L'île du bout du temps est une histoire en bande dessinée de quatorze planches scénarisée et dessinée par Don Rosa. Elle fut publiée pour la première fois le 10 octobre 1991 dans Micky Maus n°1991-42, en Allemagne. Elle met en scène Balthazar Picsou, Donald Duck, Riri, Fifi et Loulou, Archibald Gripsou et Kéoki. Elle se déroule à Donaldville, Manille et au milieu de l'océan Pacifique.

SynopsisModifier

Un satellite de Picsou détecte la formation d'une nouvelle île volcanique entièrement en or, mais Gripsou veut également être le premier à en prendre officiellement possession de l'île. La ligne internationale de changement de date du 180e méridien aura le dernier mot...

Résumé completModifier

Fantomiald 2
Attention.
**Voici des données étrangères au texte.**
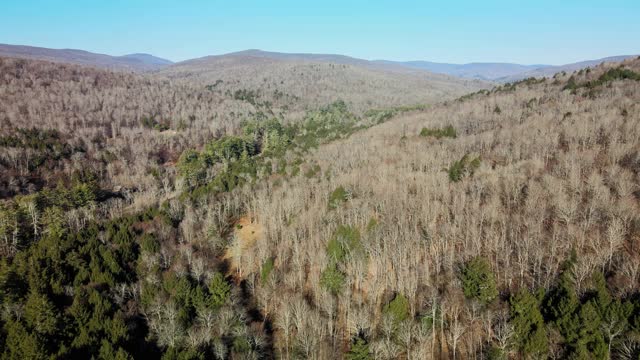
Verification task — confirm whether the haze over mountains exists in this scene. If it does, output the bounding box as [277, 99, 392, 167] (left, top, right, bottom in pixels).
[0, 44, 173, 71]
[0, 44, 637, 83]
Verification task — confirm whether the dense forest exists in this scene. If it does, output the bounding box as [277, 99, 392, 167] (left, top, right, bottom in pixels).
[0, 54, 640, 360]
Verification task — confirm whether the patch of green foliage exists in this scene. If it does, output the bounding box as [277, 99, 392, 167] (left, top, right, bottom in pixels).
[140, 116, 170, 131]
[327, 225, 364, 262]
[509, 289, 549, 357]
[320, 262, 346, 295]
[460, 257, 498, 305]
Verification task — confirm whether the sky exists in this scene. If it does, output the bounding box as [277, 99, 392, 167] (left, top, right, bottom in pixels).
[0, 0, 640, 65]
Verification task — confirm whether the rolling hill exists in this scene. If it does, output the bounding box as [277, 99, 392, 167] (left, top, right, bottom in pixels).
[0, 44, 172, 72]
[375, 55, 634, 83]
[154, 50, 491, 111]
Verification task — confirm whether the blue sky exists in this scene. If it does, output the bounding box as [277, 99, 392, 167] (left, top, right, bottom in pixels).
[0, 0, 640, 64]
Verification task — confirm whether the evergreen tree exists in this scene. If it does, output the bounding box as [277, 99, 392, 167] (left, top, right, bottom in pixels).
[460, 257, 498, 304]
[510, 290, 549, 356]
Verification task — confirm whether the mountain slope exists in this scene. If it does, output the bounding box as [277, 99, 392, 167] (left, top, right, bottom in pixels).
[495, 55, 637, 82]
[381, 61, 546, 81]
[156, 50, 490, 111]
[375, 55, 634, 82]
[0, 44, 172, 72]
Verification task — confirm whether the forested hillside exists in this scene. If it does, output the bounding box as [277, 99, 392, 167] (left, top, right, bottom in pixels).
[0, 54, 640, 359]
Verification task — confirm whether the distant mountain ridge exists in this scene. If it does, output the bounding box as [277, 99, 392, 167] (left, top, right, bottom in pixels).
[376, 55, 637, 82]
[0, 44, 637, 83]
[0, 44, 173, 72]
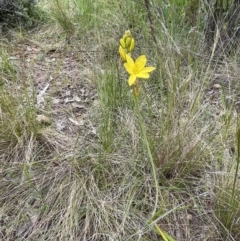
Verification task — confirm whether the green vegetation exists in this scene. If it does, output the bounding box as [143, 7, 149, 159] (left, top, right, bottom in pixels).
[0, 0, 240, 241]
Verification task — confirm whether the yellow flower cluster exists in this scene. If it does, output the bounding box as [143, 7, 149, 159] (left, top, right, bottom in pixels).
[119, 30, 156, 96]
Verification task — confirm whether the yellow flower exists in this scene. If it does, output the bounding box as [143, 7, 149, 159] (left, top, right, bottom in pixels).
[124, 54, 156, 86]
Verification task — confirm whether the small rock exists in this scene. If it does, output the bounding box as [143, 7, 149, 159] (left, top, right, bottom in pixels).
[36, 115, 51, 125]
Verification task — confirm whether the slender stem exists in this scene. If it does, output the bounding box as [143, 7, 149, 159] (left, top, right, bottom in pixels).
[134, 92, 159, 220]
[227, 117, 240, 229]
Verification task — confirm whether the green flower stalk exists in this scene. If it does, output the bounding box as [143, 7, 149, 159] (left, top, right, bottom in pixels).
[119, 30, 135, 62]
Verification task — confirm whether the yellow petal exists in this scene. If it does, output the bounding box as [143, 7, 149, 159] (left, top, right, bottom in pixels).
[140, 67, 156, 73]
[128, 74, 137, 86]
[129, 38, 135, 52]
[136, 72, 149, 79]
[135, 55, 147, 72]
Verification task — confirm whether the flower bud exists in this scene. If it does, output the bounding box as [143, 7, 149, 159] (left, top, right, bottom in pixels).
[120, 38, 126, 49]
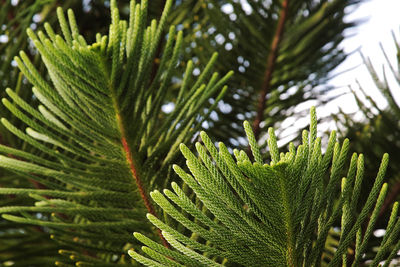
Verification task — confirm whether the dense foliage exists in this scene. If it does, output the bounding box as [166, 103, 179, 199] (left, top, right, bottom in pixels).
[0, 0, 400, 266]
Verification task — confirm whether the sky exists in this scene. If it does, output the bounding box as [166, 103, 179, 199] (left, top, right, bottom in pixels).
[324, 0, 400, 113]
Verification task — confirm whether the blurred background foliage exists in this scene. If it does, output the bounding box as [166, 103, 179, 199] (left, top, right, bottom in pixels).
[0, 0, 400, 266]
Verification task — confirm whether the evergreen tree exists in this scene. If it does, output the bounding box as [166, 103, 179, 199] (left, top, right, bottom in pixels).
[0, 0, 400, 266]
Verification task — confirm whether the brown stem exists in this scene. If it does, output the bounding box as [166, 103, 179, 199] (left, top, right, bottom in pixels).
[253, 0, 289, 140]
[117, 115, 169, 248]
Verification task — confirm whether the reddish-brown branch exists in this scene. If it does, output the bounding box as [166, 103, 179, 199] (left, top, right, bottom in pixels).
[253, 0, 289, 140]
[117, 115, 169, 248]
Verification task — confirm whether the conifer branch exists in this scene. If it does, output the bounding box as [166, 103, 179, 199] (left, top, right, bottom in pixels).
[253, 0, 289, 140]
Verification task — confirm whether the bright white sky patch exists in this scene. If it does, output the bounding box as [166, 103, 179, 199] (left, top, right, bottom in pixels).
[328, 0, 400, 113]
Le texte qui suit dévoile certains moments-clés de l’intrigue du récit.
L'île du bout du temps 1

Le satellite s'écrasant dans les plaines sud-africaines.

Alors que la nuit tombait sur Donaldville, au beau milieu de l'océan Pacifique, le soleil brillait. Là-bas, l'activité volcanique venait de donner naissance à une nouvelle île, et son magma était constitué d'une substance inhabituelle : l'or. Les capteurs d'un satellite de la « compagnie minière Picsou » détectèrent la nouvelle île, mais la détection d'or causant une activité intense pour le satellite, qui tentait d'établir une liaison avec la Terre, les circuits électroniques explosèrent, en raison des diodes de piètre qualité. Le satellite plongea vers la Terre, tel un météore... Balthazar Picsou, le lendemain matin, regarda les cours de la bourse et les rapports satellites de la nuit, et prit connaissance de l'existence de l'île. Pendant ce temps, le satellite s'écrasa dans les plaines du Transvaal, dans l'Union sud-africaine, dans un terrain appartenant à Archibald Gripsou. Ce dernier, pensant qu'il s'agissait d'un météore, alla le voir en déclarant qu'un météore pouvait contenir des diamants. Mais il se rendit compte qu'il s'agissait d'un satellite appartenant à la « compagnie minière Picsou », et parut tout de même très intéressé... Picsou, lui, se précipitait chez Donald Duck, qui dormait encore, le réveilla, et lui fit part de la découverte de l'île d'or. Il lui demanda de s'habiller, et de l'accompagner avec ses neveux.

L'île du bout du temps 2

Les canards dans l'avion qui les menait à Manille.

Plus tard, l'avion à réaction du milliardaire traversait le Pacifique, à l'ouest d'Hawaï. Donald pensait que l'île avait déjà un propriétaire, mais Picsou lui répondit qu'elle était nouvelle et que le premier arrivé en deviendrait le propriétaire. Mais il ne connaissait pas la situation de l'île, car le satellite, ayant mal fonctionné, ne l'avait pas envoyée et s'était écrasé quelque part. Il voulait retrouver le satellite, qui avait sûrement conservé les informations, et pour cela il allait d'abord à Manille, aux Philippines, où se trouvait sa station de surveillance. Riri, Fifi et Loulou remarquèrent qu'ils avaient déjà perdu un jour : on était lundi un instant auparavant, on était désormais mardi. En effet, ils apprirent à Donald - qui n'en savait rien - qu'ils avaient traversé le 180e méridien, soit la ligne internationale de changement de date. A l'ouest de cette ligne, on était toujours un jour plus tard qu'à l'est. Donald en profita pour demander le salaire du lundi à Picsou, mais ce dernier fit comme s'il lui donnait de l'argent, en ne lui donnant rien : il déclara qu'il payait le temps imaginaire en argent imaginaire ! Pendant ce temps, dans le dépôt d'Archibald Gripsou, le deuxième homme le plus riche du monde analysait les données du satellite de Picsou. Il découvrit soudain exalté que le satellite avait aperçu une île nouvelle à la lave d'or.

L'île du bout du temps 3

Gripsou réalisant que le contrôleur n'était autre que son adversaire Picsou.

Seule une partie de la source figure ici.